In a second different implementation aspect of this embodiment, the difference from the first different implementation aspect of this embodiment is that the second separator 33 is further provided with two other electrodes, and the third lead 43 and The fourth wire 44 has two sections of wires. One end of the first section of the third wire 43 is electrically connected to the fifth electrode P7, and one end of the first section of the fourth wire 44 is electrically connected to the sixth electrode P7. Electrode P6, and then the other end of the first section of the third wire 43, and the other end of the first section of the fourth wire 44 toward the second direction B and the first winding portion 311 and the first After the number of windings, the other two electrodes of the second separator 33 are electrically connected, one end of the second section of the third lead 43, and one end of the second section of the fourth lead 44 are electrically connected to the The other two electrodes of the second separator 33, the other end of the second section of the third wire 43, and the other end of the second section of the fourth wire 44 go around the second direction B and the second The winding portion 312 is electrically connected to the seventh electrode P7 and the eighth electrode P8 after the second number of windings. In short, originally the third wire 43 and the fourth wire 44 need to cross the second separator 33 to reach the end of one wire. Instead, the other two electrodes of the second separator 33 are electrically connected. In order to pass through the second partition 33, each section of the third wire 43 and the fourth wire 44 is wound to the end without crossing the second partition 33, which further simplifies the actual winding of the first factory Control complexity.
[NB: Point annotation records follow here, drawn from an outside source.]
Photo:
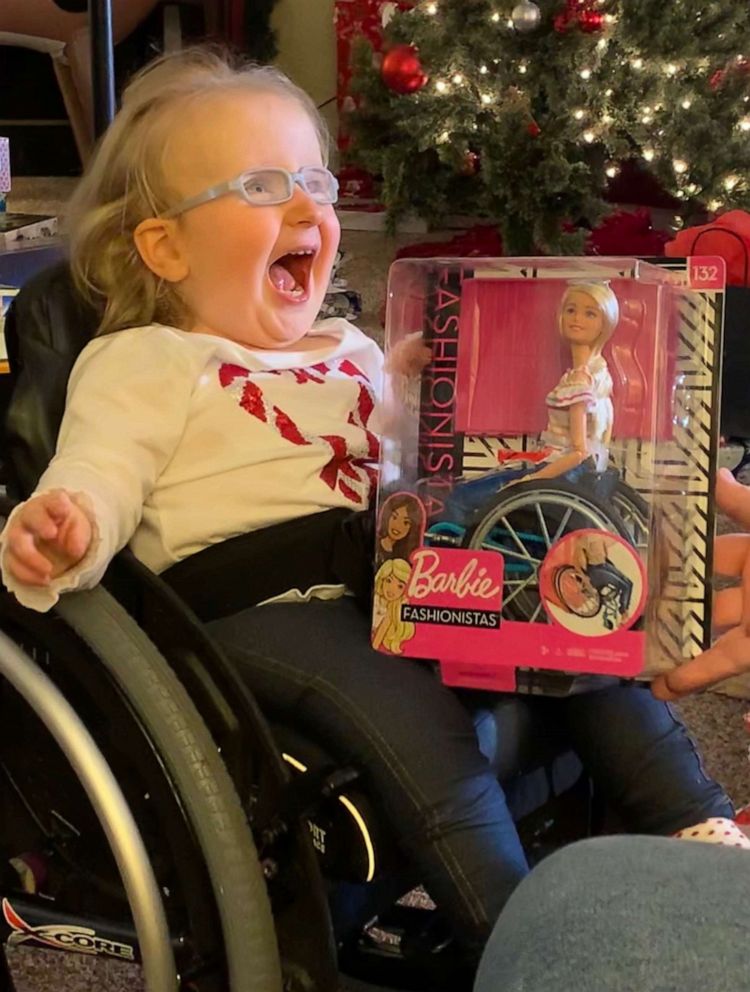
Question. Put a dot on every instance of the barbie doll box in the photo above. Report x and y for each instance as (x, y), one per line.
(550, 437)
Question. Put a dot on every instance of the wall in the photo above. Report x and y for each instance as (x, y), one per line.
(307, 48)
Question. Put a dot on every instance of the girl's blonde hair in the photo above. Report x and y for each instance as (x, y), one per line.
(127, 180)
(604, 297)
(398, 630)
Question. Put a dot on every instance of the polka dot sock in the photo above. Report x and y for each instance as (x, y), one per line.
(716, 830)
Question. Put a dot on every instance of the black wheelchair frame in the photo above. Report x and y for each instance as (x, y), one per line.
(231, 830)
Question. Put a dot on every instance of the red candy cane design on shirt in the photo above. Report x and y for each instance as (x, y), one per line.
(349, 469)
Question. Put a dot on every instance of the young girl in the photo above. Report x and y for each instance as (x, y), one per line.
(210, 409)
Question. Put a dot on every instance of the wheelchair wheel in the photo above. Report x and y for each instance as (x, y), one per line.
(174, 781)
(523, 523)
(571, 591)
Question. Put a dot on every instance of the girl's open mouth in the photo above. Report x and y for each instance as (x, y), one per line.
(290, 274)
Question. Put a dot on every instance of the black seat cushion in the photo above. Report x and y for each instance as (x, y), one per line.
(47, 327)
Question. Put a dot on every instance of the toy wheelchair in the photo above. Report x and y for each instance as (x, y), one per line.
(524, 520)
(151, 813)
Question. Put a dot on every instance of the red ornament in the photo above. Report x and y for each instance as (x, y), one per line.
(471, 164)
(401, 70)
(591, 21)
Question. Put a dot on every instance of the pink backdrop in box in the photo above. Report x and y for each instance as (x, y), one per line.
(511, 355)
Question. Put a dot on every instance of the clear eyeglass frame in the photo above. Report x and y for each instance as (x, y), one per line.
(268, 187)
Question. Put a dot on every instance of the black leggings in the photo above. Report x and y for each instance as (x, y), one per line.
(415, 741)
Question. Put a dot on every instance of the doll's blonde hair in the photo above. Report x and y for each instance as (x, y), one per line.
(398, 630)
(604, 297)
(127, 180)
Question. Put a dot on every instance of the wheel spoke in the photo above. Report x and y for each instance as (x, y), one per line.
(514, 537)
(543, 525)
(564, 523)
(521, 587)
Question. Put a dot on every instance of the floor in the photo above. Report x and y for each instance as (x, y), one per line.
(715, 719)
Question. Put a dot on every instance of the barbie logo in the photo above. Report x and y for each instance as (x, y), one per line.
(467, 578)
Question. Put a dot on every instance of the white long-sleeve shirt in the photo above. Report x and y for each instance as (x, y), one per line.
(173, 441)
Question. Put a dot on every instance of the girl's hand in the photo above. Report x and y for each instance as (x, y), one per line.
(730, 655)
(47, 536)
(410, 356)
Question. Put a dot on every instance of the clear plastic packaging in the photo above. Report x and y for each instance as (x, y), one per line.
(550, 439)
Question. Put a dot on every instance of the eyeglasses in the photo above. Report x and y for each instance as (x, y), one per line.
(267, 187)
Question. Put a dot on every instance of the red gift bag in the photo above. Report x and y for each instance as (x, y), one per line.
(728, 237)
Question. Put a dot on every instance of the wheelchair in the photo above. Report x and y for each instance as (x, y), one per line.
(524, 520)
(159, 816)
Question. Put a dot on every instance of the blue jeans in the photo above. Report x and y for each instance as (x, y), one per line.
(626, 914)
(312, 666)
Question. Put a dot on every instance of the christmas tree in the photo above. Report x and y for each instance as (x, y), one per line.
(523, 112)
In other different implementations of this embodiment, the difference is that as long as the winding directions of the third wire 43 and the fourth wire 44 of the second winding portion 312 are the same when viewed from the first direction A, change In other words, the third wire 43 and the fourth wire 44 are wound in the clockwise direction or the counterclockwise direction to form the common mode filter. In addition, as long as the winding directions of the first wire 41 and the second wire 42 are the same when viewed from the first direction A, the primary-side coil inductance can be formed. Similarly, as long as the winding directions of the third wire 43 and the fourth wire 44 wound around the first winding portion 311 are the same when viewed from the first direction A, the secondary side coil inductance can be formed.

It is worth mentioning that, as shown in FIG. 1, in this embodiment, the first electrode P1 and the second electrode P2 adjacent to the first electrode P1 can also be a single electrode, or through spot welding without additional An additional wire is electrically connected to form a short circuit to form a contact of the center tap of the primary side. Alternatively, the third electrode P3 and the fourth electrode P4 can also be a single electrode, or can be short-circuited by spot welding without another additional wire electrical connection, so as to form a primary-side center-tapped contact. The fifth electrode P5 and the sixth electrode P6 can be short-circuited through spot welding without the need for another additional wire to be electrically connected, or a single electrode can be used to replace the fifth electrode P5 and the sixth electrode P6 to Form the contact of the center tap on the secondary side.

Referring to FIG. 8, a second embodiment of the filtering and transforming device of the present invention is similar to the first embodiment, except that: the electrode unit further includes a peripheral surface of the second separator 33 The ninth electrode P9 and a tenth electrode P10 arranged on the peripheral surface of the third separator 34. The wire unit 4 further includes a fifth wire 45 (dotted line in FIG. 8), and the fifth wire One end of 45 is electrically connected to the ninth electrode P9, while the other end extends toward the first direction A and winds the second winding portion 312 in the clockwise direction for the second winding number, and finally is electrically connected to the tenth electrode P10 .

Referring to FIG. 9, the difference between this embodiment and the first embodiment in the second winding portion 312 is that the fifth wire 45 wound by the second winding portion 312 is stacked on the fourth wire 44 , To form the third layer of coils of the second winding portion 312.

The fifth electrode P5, the sixth electrode P6 adjacent to the fifth electrode P5, and the ninth electrode P9 adjacent to the fifth electrode P5 can also be the same electrode, or through spot welding without other additional The electrical connection of the wires can be short-circuited to form the center tap of the secondary side.

Referring to FIG. 10, in a different implementation aspect of this embodiment, the difference is that the third wire 43, the fourth wire 44, and the fifth wire 45 can also be wound at the same time (same winding), so that the The third wire 43, the fourth wire 44, and the fifth wire 45 form a winding structure that is wound side by side on the second winding portion 312.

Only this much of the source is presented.